In Nederland zijn twee onderzoeksinstituten (ASTRON en NOVA) en twee internationale partnerinfrastructuren (de internationale LOFAR-telescoop en JIVE-ERIC) bij het netwerk betrokken.
Naarmate de kennis over het heelal toeneemt, hebben astronomen steeds meer behoefte aan een reeks complementaire technieken om astronomische verschijnselen te analyseren en te begrijpen.
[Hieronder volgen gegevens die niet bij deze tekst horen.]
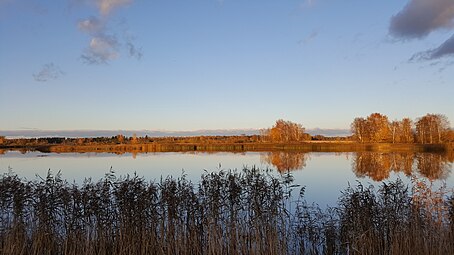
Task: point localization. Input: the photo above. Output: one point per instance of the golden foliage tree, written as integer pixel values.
(432, 128)
(285, 131)
(375, 128)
Daarom heeft de Europese Unie besloten de optische en radionetwerken OPTICON en RadioNet, die hun respectieve gemeenschappen in de afgelopen twintig jaar met succes hebben gediend, samen te brengen.
Met een financiering van 15 miljoen euro uit het H2020-programma zal de Europese astronomiegemeenschap nu profiteren van de vorming van Europa's grootste astronomienetwerk op de grond: de OPTICON-RadioNet PILOT (ORP), dat een twintigtal telescopen en telescooparrays samenbrengt.
Het ORP-netwerk is bedoeld om de waarnemingsmethoden en -instrumenten voor optische en radioastronomie-instrumenten op de grond te harmoniseren en onderzoekers toegang te geven tot een breder scala van faciliteiten, voortbouwend op het succes en de ervaring van de OPTICON- en RadioNet-netwerken.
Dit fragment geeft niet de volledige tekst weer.